RoomKit

Pure async Python 3.12+ framework for multi-channel conversation orchestration.

RoomKit gives you one abstraction — the room — to wire together any combination of SMS, WhatsApp, Email, Teams, Telegram, Voice, Video, WebSocket, and AI channels. Messages flow in, pass through a hook pipeline, get routed to the right agent, and broadcast out to every attached channel. You focus on the conversation logic; the framework handles routing, transcoding, audio processing, video processing, and agent handoffs.

Website: roomkit.live | Docs: roomkit.live/docs | API Reference: roomkit.live/docs/api

How it works

RoomKit architecture

Every channel implements the same interface: handle_inbound() converts a provider message into a RoomEvent, and deliver() pushes events out. Channels have two categories: transport (delivers to external systems) and intelligence (generates content, like AI agents).

Message flow

Message flow through a room

An inbound message is normalized into a RoomEvent, passes through the hook pipeline (where it can be blocked, modified, or enriched), gets stored, then fans out to every attached channel. AI agents generate responses that re-enter the same pipeline.

Quickstart

pip install roomkit

Example: AI chatbot in 20 lines

import asyncio
from roomkit import (
    ChannelCategory, InboundMessage, RoomKit,
    TextContent, WebSocketChannel,
)
from roomkit.channels.ai import AIChannel
from roomkit.providers.anthropic import AnthropicAIProvider, AnthropicConfig

async def main():
    kit = RoomKit()

    # One channel for the user, one for AI
    ws = WebSocketChannel("ws-user")
    ai = AIChannel("assistant", provider=AnthropicAIProvider(
        AnthropicConfig(api_key="sk-...")
    ), system_prompt="You are a helpful assistant.")

    kit.register_channel(ws)
    kit.register_channel(ai)

    # Create a room and wire everything together
    await kit.create_room(room_id="chat")
    await kit.attach_channel("chat", "ws-user")
    await kit.attach_channel("chat", "assistant", category=ChannelCategory.INTELLIGENCE)
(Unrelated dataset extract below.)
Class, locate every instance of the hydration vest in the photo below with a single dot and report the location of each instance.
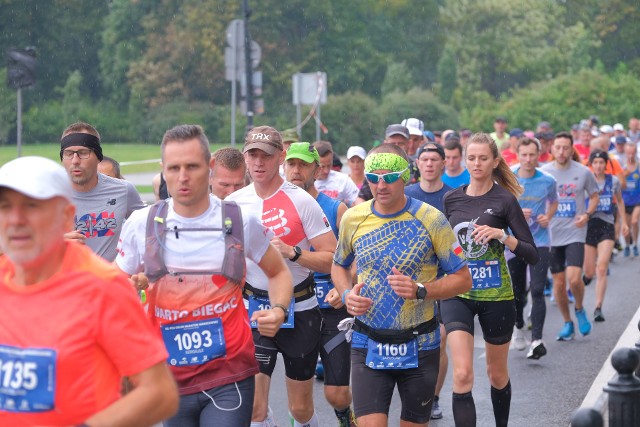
(233, 264)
    # Process a message — AI responds automatically
    await kit.process_inbound(InboundMessage(
        channel_id="ws-user", sender_id="user-1",
        content=TextContent(body="What is RoomKit?"),
    ))

asyncio.run(main())

That's it. The message flows through the hook pipeline, gets routed to the AI channel, and the response is broadcast back to the WebSocket.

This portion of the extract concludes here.